Un poids lourd de la boxe québécoise est décédé
Le boxeur Robert Cléroux a perdu son dernier combat contre la maladie ce matin


François-David Rouleau
L’un des plus grands boxeurs québécois de l’histoire a poussé son dernier souffle ce matin, après un dernier combat contre la maladie. Robert Cléroux est décédé d’une pneumonie et des suites de graves problèmes médicaux qui l’assaillaient depuis quelques semaines, a appris Le Journal.
«Il a été dur. C’est un surhomme. Mais à la fin de son combat, il était tanné. Il a demandé l’arrêt des soins», a expliqué son fils, Robert Cléroux, en entretien téléphonique quelques heures après le décès dans un établissement de soins de longue durée de Laval, ce vendredi matin.

«Il aura duré un mois, a-t-il ajouté avec aplomb malgré le chagrin. Mais les problèmes médicaux étaient généralisés.»
M. Cléroux était âgé de 87 ans.
Celui qui a fait carrière chez les poids lourds jusqu’à l’âge de 31 ans a participé à 54 combats durant sa carrière sur les rings (fiche de 47-6-1, 37 K.-O.), laquelle s’est échelonnée de 1957 à 1969.
Celui qui était surnommé le «Bœuf de Chomedey», où un boulevard porte d’ailleurs son nom, a ensuite été propriétaire de bars dans la grande région métropolitaine de Montréal. À sa retraite, M. Cléroux a mené une vie paisible à Laval.

«J’ai perdu un père, pas un champion boxeur, a insisté son fils âgé de 61 ans. Il a été bon avec nous. Il nous a protégés et aimés.

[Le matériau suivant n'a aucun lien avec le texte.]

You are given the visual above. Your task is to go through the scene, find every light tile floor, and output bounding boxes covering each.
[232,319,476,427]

J’ai bénéficié d’un maudit bon père.»
Son départ laisse aussi dans le deuil sa sœur, Nathalie, et ses petits-enfants Marc-André, Alexandre, Marie-Michèle, Laurianne, Mélyssa et Mélyna, ainsi que ses arrière-petits-enfants Luka, Théodore, Emma et Rosalie.
De grands souvenirs
En plus des innombrables souvenirs personnels avec son paternel, Robert Cléroux conserve l’image d’un homme généreux, aidant et attentif aux besoins des autres.
«C’était un homme très humain, qui a toujours priorisé les plus faibles, a-t-il raconté en nommant plusieurs exemples de sa générosité. Il prenait soin de la dignité des plus faibles et il se laissait attendrir par ces gens.»
Entre les câbles par contre, il ne démontrait aucune pitié.

«J’ai toujours dit que la boxe, ce n’est pas un sport, c’est une tuerie, relatait-il en entrevue avec le collègue Mathieu Boulay, du Journal. Il faut vraiment que tu aimes te battre pour la pratiquer.
«Tu dois avoir la mentalité: kill, kill, kill. Plus tu maganes ton adversaire, plus tu as de chances de l’emporter rapidement et plus tu vas avoir des contrats. Dans le ring, j’étais un animal.»
C’est en appliquant cette mentalité qu’il a réussi à remporter 47 combats, dont 37 par knock-out. Il est monté sur les rings du Forum, du Madison Square Garden, du Colisée de Houston et sur ceux d’auditoriums du Québec.
Parmi ses coriaces adversaires, il s’est battu à trois reprises contre Georges Chuvalo pour le titre canadien des poids lourds, le défaisant deux fois (1960 et 1961).
Revers difficiles
À travers ses succès, Cléroux avait encaissé de durs revers. Il a accroché ses gants après une défaite crève-cœur contre Billy Joiner en 1969.

«Ça n’a pas été une décision difficile. J’ai tiré un trait et c’était terminé, avait-il raconté dans cette entrevue de 2021. Dans ma vie, j’ai toujours été capable de tourner la page rapidement. Je n’ai d’ailleurs jamais compris les boxeurs qui veulent sortir de leur retraite.»
Selon son fils, cette défaite contre Joiner en 1969 et une autre contre Mike DeJohn, alors encaissée à Miami en 1962, sont les deux grandes déceptions de sa carrière. «Il avait senti s’être fait voler. C’était arrangé. Il était convaincu que tout était organisé», s’est-il remémoré à propos des décisions controversées et partagées de ces combats de 10 rounds de l’époque.
Appartenant à une génération de boxeurs trop souvent oubliés, Robert Cléroux est l’un des bâtisseurs de son sport au Québec.